The station was opened on 2 June 1906 with the commissioning of the first section of Line 5 between Gare d'Orléans (now Gare d'Austerlitz) and Place d'Italie.

It owes its name to its proximity to the beginning of Boulevard Saint-Marcel, named for a 5th-century bishop of Paris, who died in 436 and was famous for his mythical miracles. He rescued Paris from a monstrous dragon, changed the water of the Seine into wine, as well as converted pagans.

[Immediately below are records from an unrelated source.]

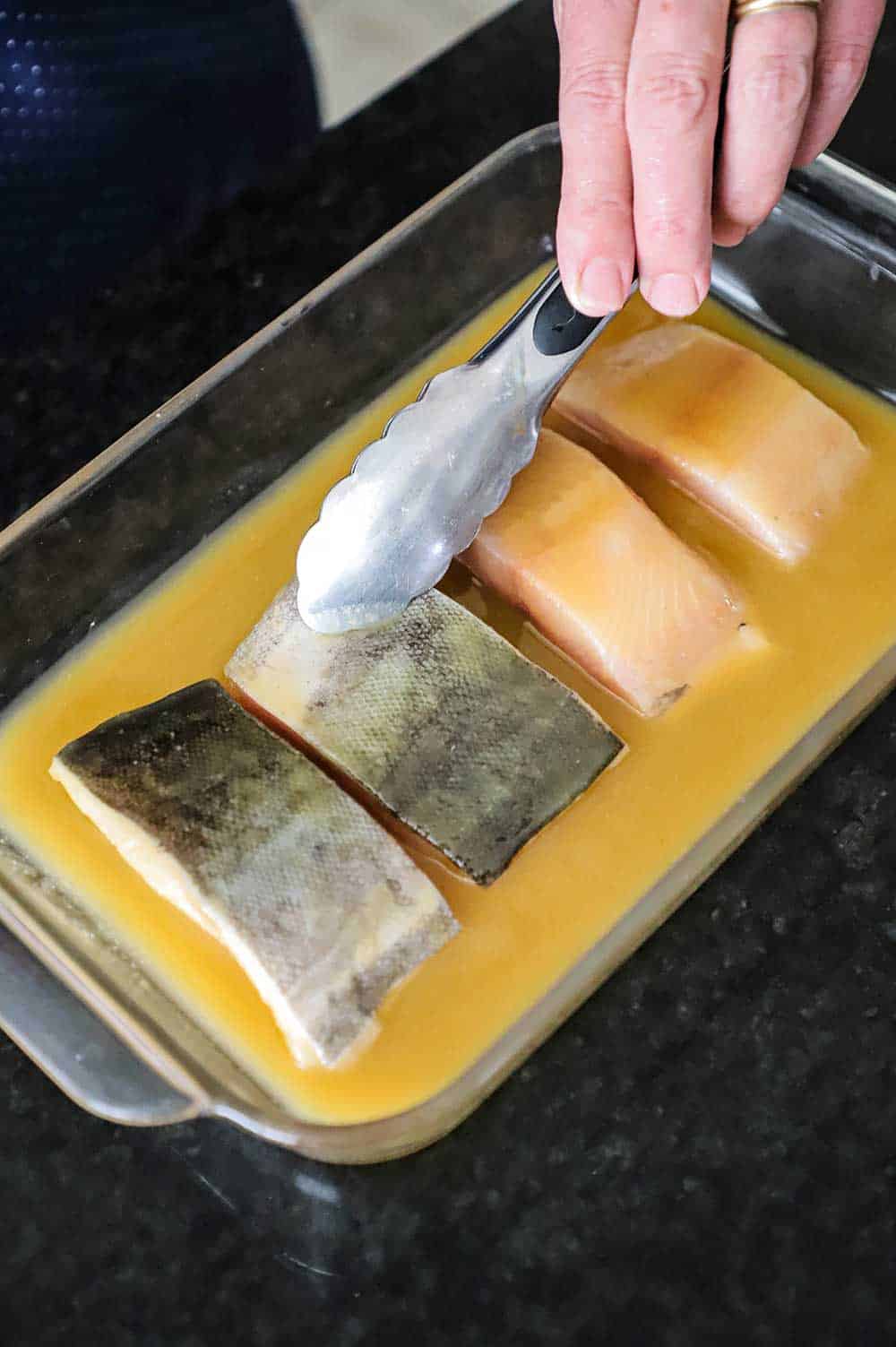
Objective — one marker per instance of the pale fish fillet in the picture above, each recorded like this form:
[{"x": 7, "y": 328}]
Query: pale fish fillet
[
  {"x": 604, "y": 578},
  {"x": 729, "y": 427},
  {"x": 318, "y": 904},
  {"x": 439, "y": 718}
]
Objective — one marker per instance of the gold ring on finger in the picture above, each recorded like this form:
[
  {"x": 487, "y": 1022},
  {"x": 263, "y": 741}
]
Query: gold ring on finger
[{"x": 741, "y": 8}]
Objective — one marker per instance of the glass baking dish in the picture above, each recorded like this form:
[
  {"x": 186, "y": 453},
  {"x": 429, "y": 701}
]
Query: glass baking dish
[{"x": 821, "y": 273}]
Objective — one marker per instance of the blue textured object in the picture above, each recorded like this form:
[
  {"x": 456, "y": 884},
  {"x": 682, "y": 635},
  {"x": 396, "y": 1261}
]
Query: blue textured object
[{"x": 123, "y": 125}]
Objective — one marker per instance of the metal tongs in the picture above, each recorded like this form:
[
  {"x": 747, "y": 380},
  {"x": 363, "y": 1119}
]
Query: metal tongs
[{"x": 418, "y": 496}]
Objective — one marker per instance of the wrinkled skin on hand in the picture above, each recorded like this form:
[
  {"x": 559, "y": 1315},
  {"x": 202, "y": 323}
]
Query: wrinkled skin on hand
[{"x": 641, "y": 104}]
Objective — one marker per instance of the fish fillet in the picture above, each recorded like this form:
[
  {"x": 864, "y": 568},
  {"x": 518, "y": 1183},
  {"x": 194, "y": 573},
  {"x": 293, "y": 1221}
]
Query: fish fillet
[
  {"x": 439, "y": 718},
  {"x": 729, "y": 427},
  {"x": 320, "y": 905},
  {"x": 602, "y": 577}
]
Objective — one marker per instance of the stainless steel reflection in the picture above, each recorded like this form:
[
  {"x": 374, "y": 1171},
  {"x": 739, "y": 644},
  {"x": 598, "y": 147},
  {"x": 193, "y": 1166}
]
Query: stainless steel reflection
[
  {"x": 418, "y": 495},
  {"x": 821, "y": 273}
]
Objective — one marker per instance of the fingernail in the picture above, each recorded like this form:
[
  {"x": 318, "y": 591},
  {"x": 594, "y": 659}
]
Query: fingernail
[
  {"x": 599, "y": 289},
  {"x": 673, "y": 294}
]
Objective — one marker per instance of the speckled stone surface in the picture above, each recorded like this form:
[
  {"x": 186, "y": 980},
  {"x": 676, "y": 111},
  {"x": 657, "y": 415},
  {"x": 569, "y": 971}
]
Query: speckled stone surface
[{"x": 706, "y": 1153}]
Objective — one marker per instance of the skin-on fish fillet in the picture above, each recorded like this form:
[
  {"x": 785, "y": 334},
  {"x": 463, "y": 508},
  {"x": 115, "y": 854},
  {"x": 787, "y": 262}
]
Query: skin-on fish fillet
[
  {"x": 436, "y": 717},
  {"x": 313, "y": 897},
  {"x": 730, "y": 428},
  {"x": 604, "y": 578}
]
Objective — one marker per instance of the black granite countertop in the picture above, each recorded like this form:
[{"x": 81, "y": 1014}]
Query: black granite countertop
[{"x": 705, "y": 1153}]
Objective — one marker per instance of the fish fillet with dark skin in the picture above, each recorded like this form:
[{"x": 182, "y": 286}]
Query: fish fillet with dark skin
[
  {"x": 470, "y": 744},
  {"x": 318, "y": 904}
]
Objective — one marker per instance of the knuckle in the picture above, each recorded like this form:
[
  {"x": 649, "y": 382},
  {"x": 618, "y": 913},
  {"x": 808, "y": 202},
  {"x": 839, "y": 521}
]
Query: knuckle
[
  {"x": 597, "y": 89},
  {"x": 671, "y": 93},
  {"x": 673, "y": 227},
  {"x": 841, "y": 69},
  {"x": 593, "y": 206},
  {"x": 776, "y": 86}
]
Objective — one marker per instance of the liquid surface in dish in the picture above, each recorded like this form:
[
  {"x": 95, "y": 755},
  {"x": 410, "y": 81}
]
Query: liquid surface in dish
[{"x": 823, "y": 623}]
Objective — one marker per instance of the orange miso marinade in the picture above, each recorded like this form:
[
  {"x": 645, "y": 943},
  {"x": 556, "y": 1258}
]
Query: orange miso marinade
[{"x": 821, "y": 623}]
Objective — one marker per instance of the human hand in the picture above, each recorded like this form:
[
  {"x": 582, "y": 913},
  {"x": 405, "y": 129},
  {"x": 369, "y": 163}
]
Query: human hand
[{"x": 641, "y": 83}]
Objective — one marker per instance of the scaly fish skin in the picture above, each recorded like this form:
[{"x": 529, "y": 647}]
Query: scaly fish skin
[
  {"x": 439, "y": 718},
  {"x": 317, "y": 902}
]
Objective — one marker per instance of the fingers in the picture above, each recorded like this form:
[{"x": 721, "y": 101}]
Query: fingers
[
  {"x": 594, "y": 232},
  {"x": 768, "y": 93},
  {"x": 847, "y": 35},
  {"x": 673, "y": 108}
]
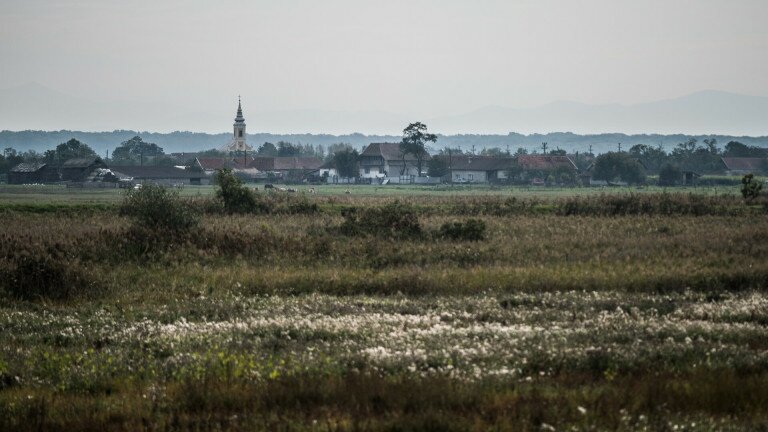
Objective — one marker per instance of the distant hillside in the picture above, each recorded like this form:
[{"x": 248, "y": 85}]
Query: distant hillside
[
  {"x": 190, "y": 142},
  {"x": 35, "y": 106}
]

In 2018, 2,286,932 travellers entered the station which placed it at 240th position of Métro stations for its attendance.

==Passenger services==
===Access===
The station has two accesses consisting of fixed stairs opening on either side of the Boulevard de l'Hôpital:
- Access 1: Boulevard de l'Hôpital – La Pitié-Salpêtrière, adorned with a Guimard edicule, now a historical monument (decreed on 12 February 2016), is on the right of the No. 83, which is one of the entrances to Pitié-Salpêtrière Hospital;
- Access 2: Rue des Wallons, embellished with a mast with a yellow "M" in a circle, located opposite No. 50 on the boulevard.

===Station layout===
| Street Level |
| B1 | Mezzanine for platform connection |
| Line 5 platforms | Side platform, doors will open on the right |
| Southbound | ← toward Place d'Italie (Campo Formio) |
| Northbound | toward Bobigny–Pablo Picasso (Gare d'Austerlitz) → |
Side platform, doors will open on the right

===Platforms===
Saint-Marcel metro station is of a standard configuration. It has two platforms separated by metro tracks and the roof is elliptical. The decor is the style used for the majority of metro stations. The lighting strips are white and rounded in the Gaudin style of the metro revival of the 2000s, and the white ceramic tiles bevelled on the sides, the tunnel exits and the outlets of the corridors. The vault is coated and painted white. The advertising frames are white ceramic and the name of the station is written in the Parisine type font on enamelled plates. The platforms are equipped with wooden slat benches.

===Bus connections===
The station is served by Lines 57 and 91 of the RATP Bus Network and, at night, by the N31 line of the Noctilien network.

==Nearby==
- Jardin des plantes
- Grand Mosque of Paris
- Pitié-Salpêtrière Hospital
- Campus Pitié-Salpêtrière

==Culture==
One of the station's entrances is visible in a scene in the first moments of Claude Autant-Lara's film The Traversée de Paris.